For “restrict when properties match,” we will tell Vassal the condition when the command will NOT be available. This is a bean shell expression. Here you will type this: { layerName_Level == 1 }
Yes, the expression must be enclosed in curly braces. If you instead click on the icon to the right, which looks like a calculator, you enter the expression without the braces. It will add them for you, and you should see a green checkmark to indicate your syntax is correct or a red X if it isn’t.
For “restrict these key command,” click on the “+” to create a blank line, and type minus1 in the left space What this restrict command will do is to not allow anyone to subtract one from the layer level when the level is 1. We need this primarily to shut down the “minus1” in the global property.
- Add another restrict commands trait. Yes, you need two of them.
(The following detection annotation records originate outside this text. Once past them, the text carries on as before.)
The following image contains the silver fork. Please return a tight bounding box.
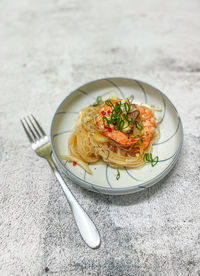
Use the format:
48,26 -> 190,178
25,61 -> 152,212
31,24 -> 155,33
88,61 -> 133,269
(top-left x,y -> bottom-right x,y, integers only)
20,115 -> 101,249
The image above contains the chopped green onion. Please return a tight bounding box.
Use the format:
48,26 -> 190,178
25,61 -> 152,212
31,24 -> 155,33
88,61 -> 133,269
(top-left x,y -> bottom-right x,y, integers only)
124,103 -> 131,112
106,150 -> 110,160
129,95 -> 135,102
116,169 -> 120,180
103,116 -> 110,127
135,121 -> 143,130
92,96 -> 102,106
105,100 -> 113,107
97,96 -> 102,104
118,120 -> 124,130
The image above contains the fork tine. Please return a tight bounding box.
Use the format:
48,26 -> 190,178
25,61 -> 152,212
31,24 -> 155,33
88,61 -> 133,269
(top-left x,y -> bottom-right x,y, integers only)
28,116 -> 42,139
20,120 -> 34,143
31,114 -> 46,136
24,118 -> 37,142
In this one, you will have {layerName_Level==3} and the command is plus1.
Do this for all the pieces in this player’s window. Then check it out, and if you are happy, do the same thing for the other players. You could do all of this in protypes, by the way, and save yourself a lot of work.
So why didn’t it work? Suppose you have three pieces, and you left click on A, B, and finally C, which selects all of them. Then right click C, and choose some valid command. Let’s say it translates to “minus1.” What it does is it unconditionally sends minus1 to all the other selected pieces as if C had issued a global key command to A and B. In your case it caused the set global property to subtract from “sum,” even though we thought we had stopped that via the layer. I did discover though that by using restrict commands, I could stop it.
This is something I never check for or anticipate, so this ticking bomb is probably there in most of my modules. I wish I could disable the control click feature, but alas, I can’t, and I just have to hope no one sets it off. Thanks for bringing up your problem because I learned something out of it.